Earlier this year, NFPA released a video case study about a new, fully sprinklered development in Greenville, South Carolina. Now, we're providing extensive backstory on how the developer came to the decision to sprinkler all 140 homes.
The latest edition of NFPA Journal includes an adaptation of a presentation Russ Davis made in May at NFPA's Fire Sprinkler Initiative Summit, where he discussed a change of heart about sprinklers. "We learned that sprinklers were not required for this kind of single-family-home development, which was a revelation to me," said Davis, co-founder of Homes Urban, a residential development firm that oversaw the construction of the Homestead at Hartness development in Greenville. "So we did what any developer would do—we took the fire sprinklers out of the site plan. We’d save hundreds of thousands of dollars on a part of the plan we didn’t need anyway. Plus, these were single-family homes with two doors to the outside, so people could get out if there was a fire. The homes would have smoke alarms. They were safe enough. That was our developer mindset."
The new site plans, which initially had sprinklers, concerned the fire marshal. He told Davis that if sprinklers were reintroduced, the number of fire hydrants throughout the development could be reduced. Less hydrants mean significant cost savings. (Learn about the array of "trade-ups" builders can enjoy if they install sprinklers.)

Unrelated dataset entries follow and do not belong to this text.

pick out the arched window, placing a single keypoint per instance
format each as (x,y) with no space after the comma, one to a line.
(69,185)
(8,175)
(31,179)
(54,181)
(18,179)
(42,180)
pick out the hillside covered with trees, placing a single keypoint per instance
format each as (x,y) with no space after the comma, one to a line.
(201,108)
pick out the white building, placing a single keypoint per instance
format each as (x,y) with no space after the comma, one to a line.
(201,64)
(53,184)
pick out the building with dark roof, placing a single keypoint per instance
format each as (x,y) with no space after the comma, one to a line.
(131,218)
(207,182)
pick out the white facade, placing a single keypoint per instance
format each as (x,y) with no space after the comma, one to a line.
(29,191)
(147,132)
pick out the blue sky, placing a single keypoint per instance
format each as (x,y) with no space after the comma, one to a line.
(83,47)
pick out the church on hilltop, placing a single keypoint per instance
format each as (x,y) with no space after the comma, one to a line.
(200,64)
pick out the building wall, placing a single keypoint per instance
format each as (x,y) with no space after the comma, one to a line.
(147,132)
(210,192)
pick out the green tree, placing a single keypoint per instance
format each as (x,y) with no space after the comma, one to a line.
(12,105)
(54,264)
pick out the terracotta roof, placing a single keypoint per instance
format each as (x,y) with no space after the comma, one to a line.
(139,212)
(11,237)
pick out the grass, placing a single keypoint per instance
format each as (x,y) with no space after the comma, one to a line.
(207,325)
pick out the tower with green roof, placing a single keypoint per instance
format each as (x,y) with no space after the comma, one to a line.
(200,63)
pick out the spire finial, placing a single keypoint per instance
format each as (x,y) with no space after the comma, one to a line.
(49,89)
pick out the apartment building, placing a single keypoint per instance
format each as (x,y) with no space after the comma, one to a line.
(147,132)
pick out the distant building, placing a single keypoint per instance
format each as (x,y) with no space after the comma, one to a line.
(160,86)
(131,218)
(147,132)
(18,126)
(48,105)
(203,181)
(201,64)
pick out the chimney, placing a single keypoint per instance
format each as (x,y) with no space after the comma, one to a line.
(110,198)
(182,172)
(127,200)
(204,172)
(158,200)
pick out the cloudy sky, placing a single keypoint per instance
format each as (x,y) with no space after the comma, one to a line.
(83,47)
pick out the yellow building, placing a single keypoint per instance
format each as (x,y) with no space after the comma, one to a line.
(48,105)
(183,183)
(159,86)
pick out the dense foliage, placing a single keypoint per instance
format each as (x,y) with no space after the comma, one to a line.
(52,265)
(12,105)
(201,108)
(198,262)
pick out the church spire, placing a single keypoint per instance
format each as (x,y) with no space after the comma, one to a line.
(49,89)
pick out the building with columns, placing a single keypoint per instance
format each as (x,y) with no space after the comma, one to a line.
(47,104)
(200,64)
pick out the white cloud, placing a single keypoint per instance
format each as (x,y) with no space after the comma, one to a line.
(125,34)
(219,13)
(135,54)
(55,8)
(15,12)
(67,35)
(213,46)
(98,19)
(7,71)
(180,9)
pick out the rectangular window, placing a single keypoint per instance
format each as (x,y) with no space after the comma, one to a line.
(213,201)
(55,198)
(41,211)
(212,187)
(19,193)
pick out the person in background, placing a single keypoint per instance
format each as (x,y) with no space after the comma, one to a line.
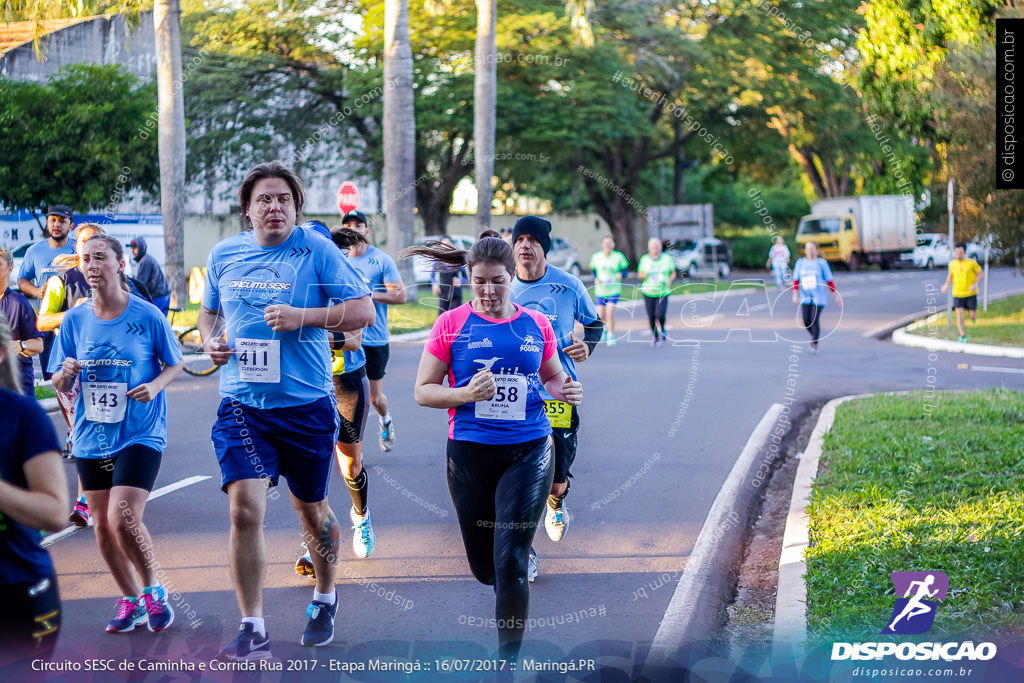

"I think fire protection cost less than the granite countertops we installed," said Davis. "It takes about $9.80 of rent per unit each month to pay for the sprinkler systems. What renter would say no to sprinklers and assume the risk of a fire where somebody could get hurt? That was one of our big lessons learned: No one can make the argument that the cost of sprinklers is prohibitive or somehow outweighs the benefits they provide."
Big-business builders, added Davis, need to understand that they can financially benefit from sprinkler installation. Taking on the role of educating this group and the public about this life-saving technology in South Carolina is the South Carolina Fire Sprinkler Coalition.